UH law school students during a Diamond Head hike.

PreLaw magazine singled out the University of Hawaiʻi at Mānoa William S. Richardson School of Law for the high quality of its practical training and the unique classes it provides.

The spring 2017 issue of PreLaw magazine profiled a number of far west law schools. The article evaluated 64 law schools based on their practical training offerings, and the Mānoa law school placed 11 in the A- honor roll of schools that provide excellent practical training.

The article highlighted western law schools and points out that the location of law school—in Hawaiʻi and, specifically, in Mānoa Valley—isn’t all that the state’s sole law school has to offer.

“It has scored as a best value school, as a top school for practical training and as a most diverse law school,” notes the Prelaw magazine’s Managing Editor Katie Thisdell. “It’s among the smallest schools and the faculty and staff are supportive of students of all ages and their families.”

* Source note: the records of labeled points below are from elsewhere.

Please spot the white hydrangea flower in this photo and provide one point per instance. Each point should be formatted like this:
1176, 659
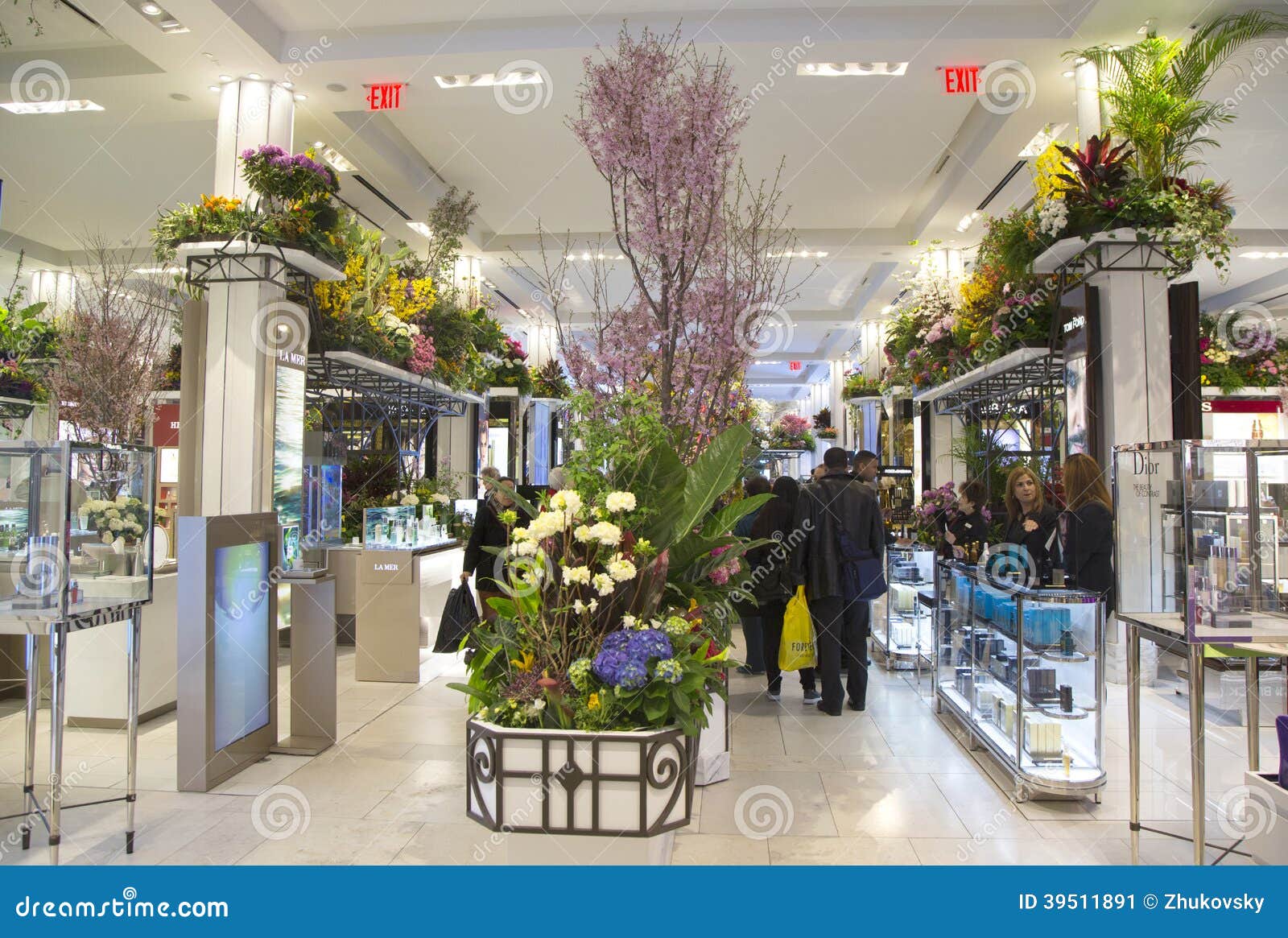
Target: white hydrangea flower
621, 502
576, 575
566, 500
621, 570
607, 534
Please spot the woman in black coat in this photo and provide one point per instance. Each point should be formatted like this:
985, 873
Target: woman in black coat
489, 531
770, 567
1088, 538
1030, 521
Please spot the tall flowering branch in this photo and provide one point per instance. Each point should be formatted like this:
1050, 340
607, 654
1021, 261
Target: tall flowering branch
706, 248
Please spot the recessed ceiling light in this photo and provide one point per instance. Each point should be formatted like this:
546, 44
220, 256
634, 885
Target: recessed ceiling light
51, 106
519, 76
832, 70
1042, 139
336, 160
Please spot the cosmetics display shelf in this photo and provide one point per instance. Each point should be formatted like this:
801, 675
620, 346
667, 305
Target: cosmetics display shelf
903, 635
1022, 669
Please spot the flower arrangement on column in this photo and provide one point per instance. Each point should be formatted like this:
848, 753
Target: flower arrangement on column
705, 246
290, 205
1255, 357
25, 341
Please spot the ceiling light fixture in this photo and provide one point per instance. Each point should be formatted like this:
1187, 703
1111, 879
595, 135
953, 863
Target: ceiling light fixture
519, 76
1042, 139
51, 106
834, 70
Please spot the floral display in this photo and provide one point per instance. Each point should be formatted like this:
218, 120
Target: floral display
124, 517
617, 590
1255, 357
290, 206
791, 432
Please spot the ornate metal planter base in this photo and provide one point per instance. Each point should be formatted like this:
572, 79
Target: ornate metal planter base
549, 781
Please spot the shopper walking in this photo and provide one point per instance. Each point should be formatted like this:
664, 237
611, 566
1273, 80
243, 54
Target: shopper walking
749, 612
770, 581
970, 526
1030, 523
489, 531
1088, 528
831, 509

The magazine also quoted Dean Avi Soifer, “Students not only study and work together but they hike, swim, surf and paddle together in competitive water sports that help them bond as a class and as a future legal network.”

The schools were evaluated in five categories: clinics, externships, simulation courses, inter-school competitions and other. Clinical experience received the most weight—38 percent—and the editors noted that experts call this experience “a particularly effective” on-the-job training tool.

The William S. Richardson School of Law has 10 clinical programs and 12 other institutes, centers and projects. To graduate, students are required to have six credits of clinical training as well as 60 hours of pro bono experience.